一直认为,将自己的文字按写作时间编辑成册是件冒险而愚蠢的事,所以在编辑时断断续续,时动时停,思想上总在不停反复。但转念一想,既然是完整的人生,谁又能抹掉自己最初那几行歪歪斜斜的脚印呢?至今我还清晰地记得,当年那个因为在县报上发表了第一篇文章,而兴奋得在田野上奔跑的少年的身影……在随笔《恍惚中的明白》里,我几乎动情地叙述了这件事。

重读自己这些叫作散文、随笔的文字,我还是微微有些吃惊:一是感叹自己写得如此斑斓而驳杂;二是诧异我的灵魂最初只有在一个想象的世界里才能得以安妥与舒坦,而这无疑只有靠小说创作才能实现——事情在我成长的过程中显然发生了变化。有一段时间我与现实保持的紧张关系,让我患得患失,结结巴巴。我的散文或许就是这样的产物。

我认为,散文文体只是人们基于对散文事实的一种认识,这种事实并不是散文的本来面目。什么样的形式符合我们真诚而有意味的思想表达,实际上是没有人为的界定和规矩的。后来许多的散文观念都是一些有趣命题。任何时候散文都在场,也没有完全的原生态。作品形成的本身就是一种过滤。人们喜欢树立标杆,所以大家就把那当成了标杆。我读散文,全然在于喜欢,当然那里面也有着我的眼光和审美。

但散文终是有一种精神的。这种精神是人们在文字中能感受到和触及的,是作者艺术灵魂与生命精神和谐完美的统一。它是艺术,更是个性,是良知和立场。它所昭示的一种直击心灵的东西,能打动人、震撼人、感染人,给人以人生的抚慰、疼痛与喜悦。散文是作者的心灵史,它是作者心灵的坦露。这种坦露应有的尺度即是艺术和人生的尺度,它的生长性应该是伴随作者一生的。它追求的自由也应该有一种高贵的自由。

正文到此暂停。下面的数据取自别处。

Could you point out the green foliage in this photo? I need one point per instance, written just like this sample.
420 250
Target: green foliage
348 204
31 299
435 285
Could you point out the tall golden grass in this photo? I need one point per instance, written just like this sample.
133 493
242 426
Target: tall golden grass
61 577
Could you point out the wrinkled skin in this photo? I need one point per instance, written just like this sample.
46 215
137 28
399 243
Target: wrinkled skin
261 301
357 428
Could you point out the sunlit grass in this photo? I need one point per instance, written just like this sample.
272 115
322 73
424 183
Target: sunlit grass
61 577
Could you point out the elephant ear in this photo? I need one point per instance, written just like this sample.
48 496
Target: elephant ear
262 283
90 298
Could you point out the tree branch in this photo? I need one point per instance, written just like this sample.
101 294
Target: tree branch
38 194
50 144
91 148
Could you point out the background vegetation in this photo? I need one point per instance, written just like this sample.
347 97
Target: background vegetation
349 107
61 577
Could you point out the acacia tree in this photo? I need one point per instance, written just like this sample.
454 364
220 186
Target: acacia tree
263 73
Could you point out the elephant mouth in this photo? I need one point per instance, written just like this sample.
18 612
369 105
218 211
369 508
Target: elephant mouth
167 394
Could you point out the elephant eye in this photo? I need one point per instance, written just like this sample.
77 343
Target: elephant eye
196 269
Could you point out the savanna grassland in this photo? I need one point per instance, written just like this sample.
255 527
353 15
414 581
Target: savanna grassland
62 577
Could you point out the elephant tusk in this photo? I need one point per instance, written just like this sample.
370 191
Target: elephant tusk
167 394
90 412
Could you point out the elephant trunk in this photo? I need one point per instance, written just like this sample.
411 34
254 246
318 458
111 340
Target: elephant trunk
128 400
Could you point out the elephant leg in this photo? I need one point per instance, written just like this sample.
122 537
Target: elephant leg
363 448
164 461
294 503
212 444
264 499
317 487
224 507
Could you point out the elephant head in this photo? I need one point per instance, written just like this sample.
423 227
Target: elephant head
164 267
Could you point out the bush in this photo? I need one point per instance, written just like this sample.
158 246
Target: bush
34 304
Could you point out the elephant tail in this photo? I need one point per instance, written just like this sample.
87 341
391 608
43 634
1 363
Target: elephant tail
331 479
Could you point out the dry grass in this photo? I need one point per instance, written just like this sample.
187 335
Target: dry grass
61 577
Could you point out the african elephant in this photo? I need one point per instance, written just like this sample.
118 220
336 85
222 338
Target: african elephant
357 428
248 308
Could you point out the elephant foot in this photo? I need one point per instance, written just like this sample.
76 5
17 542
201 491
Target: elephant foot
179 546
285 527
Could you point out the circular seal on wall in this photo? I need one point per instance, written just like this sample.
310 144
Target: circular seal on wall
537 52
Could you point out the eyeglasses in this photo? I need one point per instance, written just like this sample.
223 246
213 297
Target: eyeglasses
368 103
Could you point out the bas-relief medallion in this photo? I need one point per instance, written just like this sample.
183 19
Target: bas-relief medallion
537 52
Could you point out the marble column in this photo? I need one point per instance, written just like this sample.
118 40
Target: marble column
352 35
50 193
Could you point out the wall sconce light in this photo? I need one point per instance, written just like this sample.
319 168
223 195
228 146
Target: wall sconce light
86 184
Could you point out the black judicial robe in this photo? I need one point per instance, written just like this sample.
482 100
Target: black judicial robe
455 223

好的散文一定有好的语言。这种语言应该有一种节奏感,有缓慢与迅疾的节奏之分。我比较倾向于缓慢的语言。像电影过胶片一样,语言缓慢的节奏有力地呈现生命的时间和空间,定格或者拉长。它会形成一定的、有足够分量的艺术氛围,使人感觉到扑面而来的艺术芬芳,还有一种艺术的满足感。我这样想着,实际上却没有完全做到——但在语言迷宫里,我发觉我充分地感知自己的存在,从而越来越熟悉了自己。“我手写我心。”无论是站在故乡的屋檐下,用青涩的眼光打量故乡和故乡之外的山水草木,感受人间冷暖、世态炎凉,还是突然拉开我肉身与故乡的距离,转身与回望、沉淀与奔涌、祭奠与膜拜,每一次对故乡的习惯性的凝望,都让我感到我与故乡,与故乡父老乡亲、兄弟姐妹的亲情里深深浸透的那种人性的疼痛、隐忍和希冀,早已深刻地烙印在我逐渐成长的心灵上,成了我摆脱不了的生命胎记。

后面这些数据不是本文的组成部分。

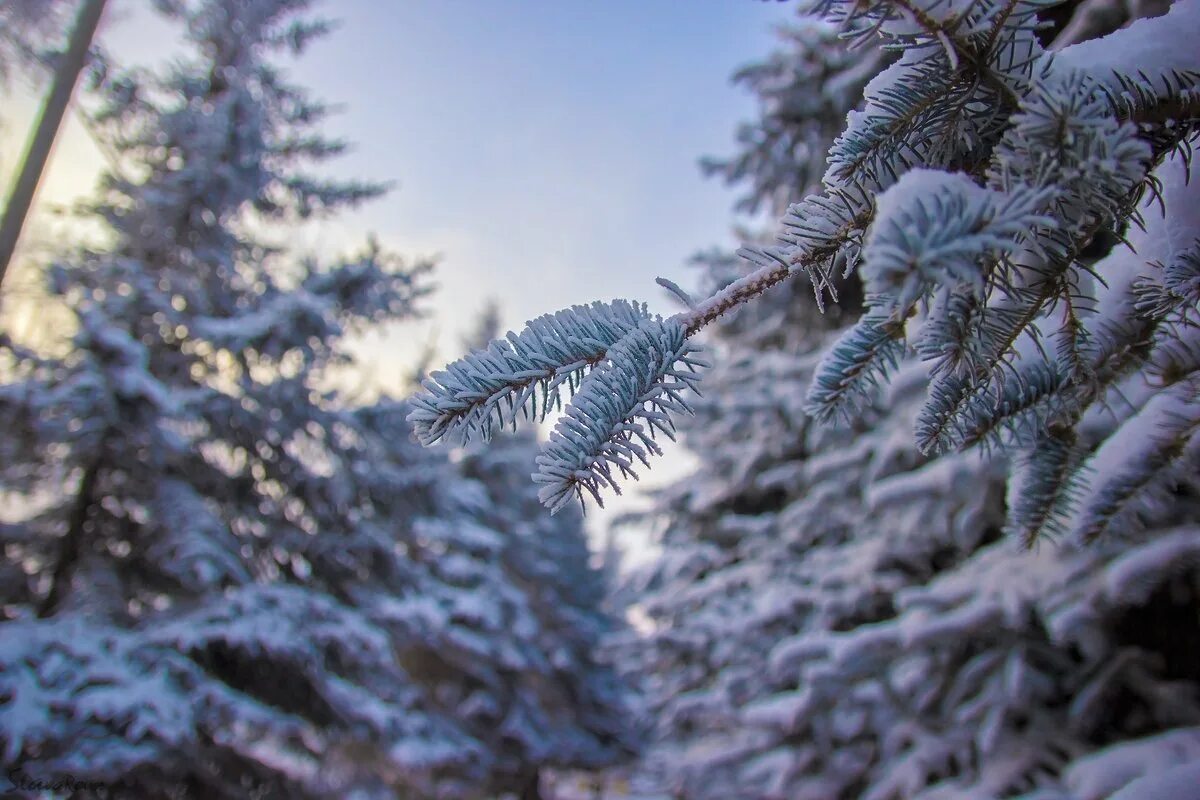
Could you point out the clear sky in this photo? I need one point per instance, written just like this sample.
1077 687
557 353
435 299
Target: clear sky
546 149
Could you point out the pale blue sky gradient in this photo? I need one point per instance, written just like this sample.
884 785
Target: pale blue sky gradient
546 150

故乡是我散文创作的永恒母题。流转于京城、故乡与异地,我感受到自然的一切物象、人生与艺术,浅薄地书写华丽与沧桑、悲痛与欣喜……或读万卷书,行万里路,一册在手,处处河山,或简简单单着眼于生活中的点点滴滴,写物状物,论人及人,我都率性而为。尽管这能让人看出我散文写作的坚守与流变,但一下笔,我的性格还是驱使我“迅速”了起来,这是我无法改变的。

写作有时就这样充满宿命。

曹丕说:“文以气为主……不可力强而致。”跟我打过麻将的人都知道,我打麻将凭的是手气。手的气息。那浑然天成的手的气息顺畅了、圆融了,我就会护住那一团气,快乐地打下去。我实在不会什么章法。但我知道那一团气是什么。

好的散文应该也有一团气。

是为序。2018年6月26日,北京寓所

野味的蛊惑

生性是乡下人,在城里,我越来越无法敷衍人生的种种麻烦了。比如这吃,不说菜的单调和乏味,单说在食堂里为一餐饭耗上几十分钟排队就令人痛不欲生。好在城里还有些朋友,这样,当肚子一不合时宜,我便去朋友家打“野味”……炒板栗、蒸山芋、生藕片、红豆汤,朋友们也都很馋嘴,于是大家津津有味地吃着,就吃出一副乡巴佬的馋相……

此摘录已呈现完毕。